Consider killing an animal you intend to eat. In one sense, this is a simple exercise of mastery, and no doubt it has seemed that to many. As best I can tell, this was the spirit in which the traditional farmers and hunters that I grew up near approached their killing: as an act strictly matter-of-fact and even routine, whose meaning they would not have taken as a question, except as a matter of getting food or sport. I suspect it was because of this attitude that many rural people, including many that I grew up around, were quite willing to give to give up home-grown and hunted meat and raw milk when industrial sources appeared instead. If our dominion over nature is beyond question, then the difference between home production and the industrial sort is just an economic one. It was the rare American farmer who did not take this attitude from the middle of the twentieth century forward.

It can be a different thing, though, to kill uncertain about what this act means. Does it eliminate it a center of consciousness and awareness, the focal point of a world, as each person is the center of a version of the world? Is it, if so, a world we can imagine our way into, or so different that it lies beyond all but the most groping comparisons? Barry Lopez once admirably imagined the sensory world of the narwhal, whose landscape is almost purely acoustic, a soundscape, so that a shock of noise disrupts it like a sonic boom but also, simultaneously, like a blinding flash of light, and like an earthquake the bends the horizon itself. A world full of such events would be radically different from ours, even apart from questions that are closer to imponderable: the kinds of memories, intentions, fears, and attachments that such an animal might have, and what consciousness these could compose. What is it that blinks out when we kill? What is the meaning of the rippling resistance of the animal’s muscles, the screams we hear as terror and pain? To know what is gone, we would have to know what had been there. That question, with all its obscurity, is what the uncanny confronts us with. An industrial food system completes this obscuring by shielding us from the questions. Alertness to the uncanny re-opens us to them, to the surprise of our own unsettlement, our ignorance of what this act is, and our disturbance at it, which we do not know how to weigh. If we want to be confronted with the question, it helps to step outside of a food system that conceals it from us.

3 comments:

  1. Really interesting to think of the quality of our encounter with our natural environment as uncanny, especially as a way to shrug off the kind of biological/ecological generalized quasi-scientific aura that (for me, anyway) tends to surround my concept of “nature.”
    Very fast, here’s what else comes to mind:
    1. It has been a long time since I read Freud’s essay. My recollection is that he found in the “unheimlich” the return not just of something left behind or repressed, but in particular something familiar, and that the peculiar quality of the uncanny was that this something was recognizably known at the same time that it was unknown.
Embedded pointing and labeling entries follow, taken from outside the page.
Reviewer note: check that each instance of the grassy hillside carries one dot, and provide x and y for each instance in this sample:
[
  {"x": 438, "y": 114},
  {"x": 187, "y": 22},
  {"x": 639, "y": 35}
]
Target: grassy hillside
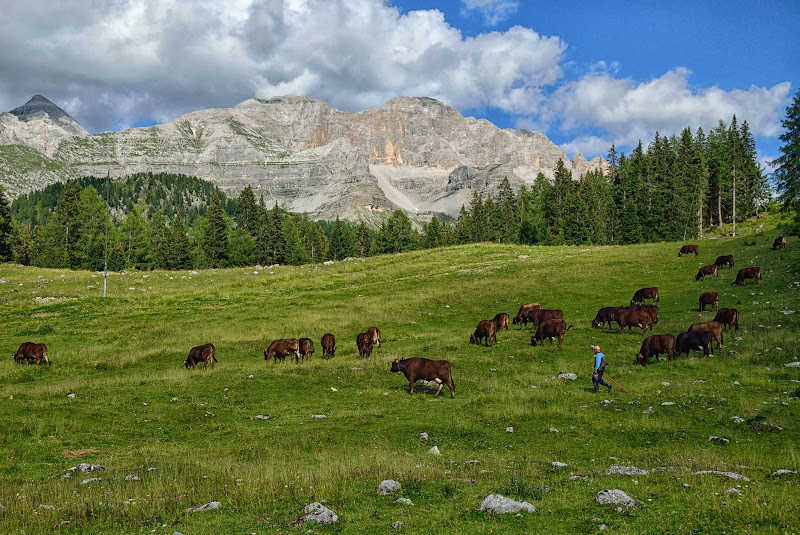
[{"x": 192, "y": 436}]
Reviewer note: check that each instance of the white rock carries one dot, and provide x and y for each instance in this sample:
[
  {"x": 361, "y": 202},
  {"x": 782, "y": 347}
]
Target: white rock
[
  {"x": 388, "y": 486},
  {"x": 498, "y": 504}
]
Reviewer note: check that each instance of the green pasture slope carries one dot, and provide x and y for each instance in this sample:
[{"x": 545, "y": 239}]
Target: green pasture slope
[{"x": 191, "y": 436}]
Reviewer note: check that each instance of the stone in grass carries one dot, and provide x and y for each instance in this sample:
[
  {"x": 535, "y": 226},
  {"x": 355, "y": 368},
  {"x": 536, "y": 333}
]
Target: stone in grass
[
  {"x": 210, "y": 506},
  {"x": 616, "y": 496},
  {"x": 388, "y": 486},
  {"x": 319, "y": 514},
  {"x": 499, "y": 504}
]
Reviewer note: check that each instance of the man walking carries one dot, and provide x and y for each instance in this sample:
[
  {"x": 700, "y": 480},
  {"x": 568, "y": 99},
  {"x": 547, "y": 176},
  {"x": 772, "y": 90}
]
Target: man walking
[{"x": 599, "y": 369}]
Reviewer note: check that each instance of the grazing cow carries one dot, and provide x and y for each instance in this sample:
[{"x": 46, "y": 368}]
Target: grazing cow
[
  {"x": 605, "y": 316},
  {"x": 306, "y": 347},
  {"x": 486, "y": 329},
  {"x": 375, "y": 334},
  {"x": 728, "y": 317},
  {"x": 748, "y": 273},
  {"x": 428, "y": 370},
  {"x": 328, "y": 345},
  {"x": 364, "y": 343},
  {"x": 31, "y": 351},
  {"x": 281, "y": 348},
  {"x": 535, "y": 317},
  {"x": 725, "y": 260},
  {"x": 645, "y": 293},
  {"x": 198, "y": 354},
  {"x": 654, "y": 345},
  {"x": 630, "y": 318},
  {"x": 501, "y": 320},
  {"x": 710, "y": 270},
  {"x": 714, "y": 327},
  {"x": 550, "y": 329},
  {"x": 522, "y": 310},
  {"x": 709, "y": 298},
  {"x": 694, "y": 341}
]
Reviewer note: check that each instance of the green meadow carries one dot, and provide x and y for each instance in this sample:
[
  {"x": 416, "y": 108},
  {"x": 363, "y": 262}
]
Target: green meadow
[{"x": 118, "y": 395}]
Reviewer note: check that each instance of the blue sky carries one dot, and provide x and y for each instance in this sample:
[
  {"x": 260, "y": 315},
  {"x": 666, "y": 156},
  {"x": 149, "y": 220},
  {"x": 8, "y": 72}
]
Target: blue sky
[{"x": 587, "y": 74}]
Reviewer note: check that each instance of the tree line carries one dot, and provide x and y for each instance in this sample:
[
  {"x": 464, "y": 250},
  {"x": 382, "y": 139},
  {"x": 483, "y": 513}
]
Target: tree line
[{"x": 675, "y": 189}]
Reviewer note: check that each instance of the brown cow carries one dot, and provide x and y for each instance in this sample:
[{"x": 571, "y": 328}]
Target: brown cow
[
  {"x": 725, "y": 260},
  {"x": 728, "y": 317},
  {"x": 709, "y": 298},
  {"x": 428, "y": 370},
  {"x": 375, "y": 334},
  {"x": 31, "y": 351},
  {"x": 714, "y": 327},
  {"x": 710, "y": 270},
  {"x": 605, "y": 316},
  {"x": 522, "y": 310},
  {"x": 645, "y": 293},
  {"x": 328, "y": 345},
  {"x": 501, "y": 320},
  {"x": 486, "y": 329},
  {"x": 630, "y": 318},
  {"x": 306, "y": 347},
  {"x": 281, "y": 348},
  {"x": 364, "y": 343},
  {"x": 535, "y": 317},
  {"x": 694, "y": 341},
  {"x": 550, "y": 329},
  {"x": 748, "y": 273},
  {"x": 198, "y": 354}
]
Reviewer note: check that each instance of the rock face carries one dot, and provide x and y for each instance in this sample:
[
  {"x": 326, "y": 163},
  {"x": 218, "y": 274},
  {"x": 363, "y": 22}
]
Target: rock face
[{"x": 416, "y": 154}]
This kind of knife edge balance or combination of opposites resonates for me with your central point about our need to investigate a “world . . . full of consciousness that is like yet unlike our own” It is really interesting to contemplate the possibility of a kind of balance between knowing/not knowing, recognizing/not recognizing – an acceptance of this kind of uncomfortable and productive state
    2. It is equally long since I read Heidegger’s Being and Time, but I thought I remembered that he discussed the uncanny. Opening up the book I found this: “Uncanniness is the basic kind of Being-in-the –world, even though in an everyday way it has been covered up. Out of the depths of this kind of Being, Dasein itself, as conscience, calls.” (II.3. p. 322 Macquarrie & Robinson trans. 1962). This is in a section “Conscience as the Call of Care,” in which H discusses the struggle to understand moral conscience as emanating from another, namely, God, or alternatively to explain conscience away “biologically.” He then proceeds to analyze an in between state of confronting conscience as the self in “the very depths of its uncanniness.” P. 321. Seems maybe worth a look as you continue to flesh out this idea of understanding our relation to the environment as a sense of the uncanny.